In this day and time, relationships and marriage truly are a challenge. I honestly applaud everyone who can make it work. We're constantly having Christian Greys and playboy models and that hot person on our Facebook friends list thrown in our faces. The temptation is always there, just waiting for your one moment of weakness when you start to believe someone else could be more fun, more loving, more caring, or more intriguing than the person you have at home.
But you're wrong.. and eventually you're going to realize it's a never ending cycle. Being too comfortable with your significant other is not plausible for a breakup, infidelity, or divorce.
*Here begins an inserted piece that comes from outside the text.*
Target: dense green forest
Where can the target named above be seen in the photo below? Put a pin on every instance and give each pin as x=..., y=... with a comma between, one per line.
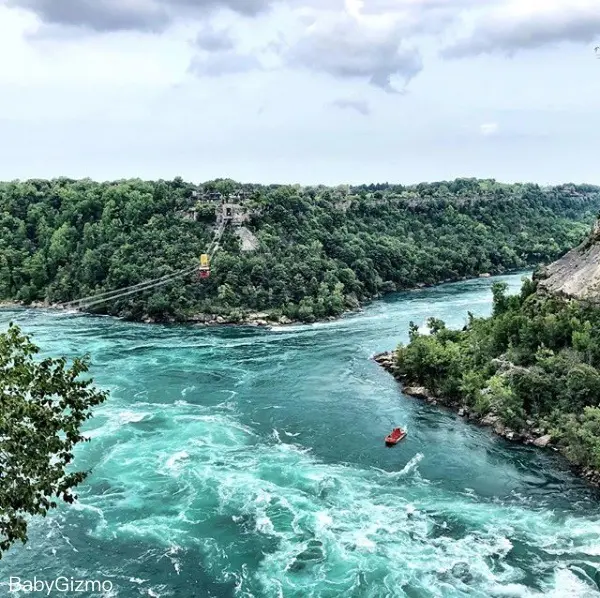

I'm constantly hearing the reason for (insert name here)'s divorce being "We just grew separate ways and we're two totally different people now." Suck it up, and find a way to integrate your paths again. At some point, you signed up to be with this person for the rest of your life. Of course you're going to have different paths, different hobbies, and different aspirations. HELLO?! You are two totally different individuals. If you wanted to marry someone identical to yourself, being alone sounds like a better option for you.
Stop marrying people with the thought that if it doesn't work out, the divorce option is always a fall back. Stop treating a marriage like something disposable. “For this reason a man will leave his father and mother and be united to his wife, and the two will become one flesh.” (Ephesians 5:31) Go home. Hug and kiss the other part to your one flesh, and remember why you chose them in the first place. Marriage is a unification of two sinners. Don't forget that. Neither of you are perfect. There will be times that you'll fail each other, mess up, or do something hurtful. During these times, remember God's definition of love, and remember that loving one another deeply will give you the ability to overcome and forgive those sins.
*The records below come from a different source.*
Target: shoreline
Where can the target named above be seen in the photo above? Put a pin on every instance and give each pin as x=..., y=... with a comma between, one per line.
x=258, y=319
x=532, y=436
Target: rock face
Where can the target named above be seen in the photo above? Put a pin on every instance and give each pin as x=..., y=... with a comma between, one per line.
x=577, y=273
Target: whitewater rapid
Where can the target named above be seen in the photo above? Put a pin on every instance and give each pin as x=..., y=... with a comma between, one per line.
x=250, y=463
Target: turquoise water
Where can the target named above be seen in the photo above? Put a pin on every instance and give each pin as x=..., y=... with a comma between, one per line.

Here are a few more verses for you. Start turning to God (and your spouse, of course) during rough times in your marriage, rather than ranting on your Facebook status or to your family and friends (they don't know and love your spouse like you do, and won't forgive them as easily!). Give those of us who aren't married something to look forward to.
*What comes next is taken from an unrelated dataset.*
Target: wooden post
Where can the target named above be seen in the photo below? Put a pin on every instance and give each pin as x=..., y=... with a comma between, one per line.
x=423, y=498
"Therefore what God has joined together, let no one separate." Mark 10:9
"Be completely humble and gentle; Be patient, bearing with one another in love. Make every effort to keep the unity of the spirit through the bond of peace." Ephesians 4:2-3
and my favorite, from 1 Corinthians 13
"Love is patient, love is kind. It does not envy, it does not boast, it is not proud. It does not dishonor others, it is not self-seeking, it is not easily angered, it keeps no record of wrongs. Love does not delight in evil but rejoices with the truth. It always protects, always trusts, always hopes, always perseveres. Love never fails."